2. That was the core of my question. How is this *not* equivalent to a search? The means are different. The results could be the same.

3. If one can be asked under penalty of perjury what someone would find if they conducted a physical search, again, *how is it not effectively a search*? I am not interested in the definition of search as a physical incursion into a private space. If a questionnaire has the same outcome, why shouldn't it be considered a search and why shouldn't 4th amendment protections apply?

Using a questionnaire as a means to ask questions irrelevant to suitability for jury duty, simultaneously side-stepping the 4th amendment (questions are not a physical search) and 5th amendment (no realistic threat of criminal prosecution and the answer is unlikely to be incriminating --as long as you answer truthfully :wink: ) seems at best stupid and at worst malicious, but difficult to pin down a reason why it shouldn't be answered. That's why my original post referenced 4th, 5th, *and* Douglas's famous opinion on the matter.

4a. Clear necessity. You don't want someone else being able to retrieve your mail.

4b. Tax law asks questions about finances and other things relevant to how much tax you owe.

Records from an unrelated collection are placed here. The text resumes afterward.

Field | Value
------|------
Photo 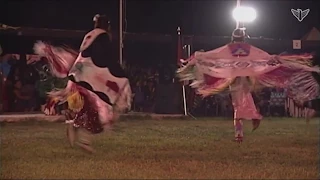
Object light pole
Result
[232,5,257,29]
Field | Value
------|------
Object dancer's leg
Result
[252,119,261,131]
[233,119,243,143]
[306,109,316,124]
[77,128,95,153]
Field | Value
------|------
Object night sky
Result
[0,0,320,39]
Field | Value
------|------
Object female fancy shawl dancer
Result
[34,15,131,152]
[177,28,320,142]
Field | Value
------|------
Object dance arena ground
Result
[1,115,319,179]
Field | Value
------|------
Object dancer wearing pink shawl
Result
[177,29,320,142]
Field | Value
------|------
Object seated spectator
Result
[13,80,36,112]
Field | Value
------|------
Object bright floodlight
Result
[232,7,257,22]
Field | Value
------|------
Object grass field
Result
[1,118,319,179]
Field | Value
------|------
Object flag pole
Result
[177,27,188,116]
[119,0,123,65]
[236,0,241,29]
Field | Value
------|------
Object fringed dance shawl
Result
[177,43,320,102]
[34,29,131,131]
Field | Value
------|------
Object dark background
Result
[0,0,320,39]
[0,0,320,63]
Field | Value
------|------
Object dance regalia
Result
[177,42,320,142]
[34,28,131,133]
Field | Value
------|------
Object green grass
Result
[1,119,319,179]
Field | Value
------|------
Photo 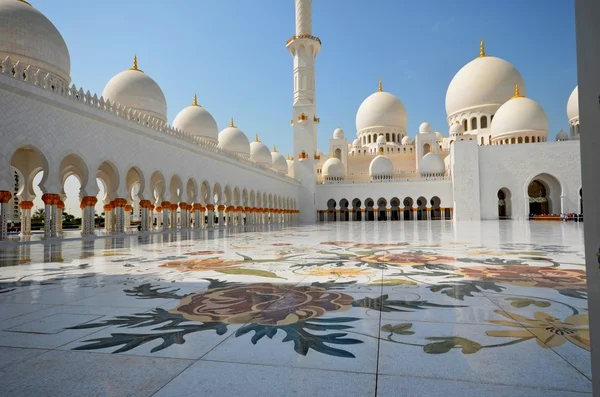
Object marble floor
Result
[0,221,591,397]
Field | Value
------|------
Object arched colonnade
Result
[317,196,453,222]
[0,145,299,240]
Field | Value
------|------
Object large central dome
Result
[356,91,407,133]
[0,0,71,84]
[102,57,167,122]
[446,55,526,119]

4c. That hypothetical of being a witness covers a lot of ground, and I can't answer what I would or wouldn't answer in such a broad set of cases. A question asking if I own The Anarchist Cookbook is not a search, but it's equivalent to a search, and can be declined on 5th amendment grounds where the 4th amendment covers the equivalent physical search.

5. I recognize that. To the best of my knowledge, the 5th amendment protects against being forced to make incriminating statements that can be used in criminal cases, when a reasonable person might believe that the statement might be incriminating and might be used in a criminal case.

However, the way law enforcement and prosecutors, particularly the feds, operate, I take *any* interaction with them *at all* to represent a non-negligible risk of getting dragged into some criminal prosecution, depending on the mood and interests of whatever federal prosecutor is dealing with the case. And even if there's no hint of a criminal case *yet* does not mean there won't be in the future, so in many cases I would be inclined to invoke the 5th amendment defensively even if there's no obvious criminal case in progress.

All this is based on the fact that I don't have close contact with anyone in law enforcement and therefore any contact is likely to be adversarial.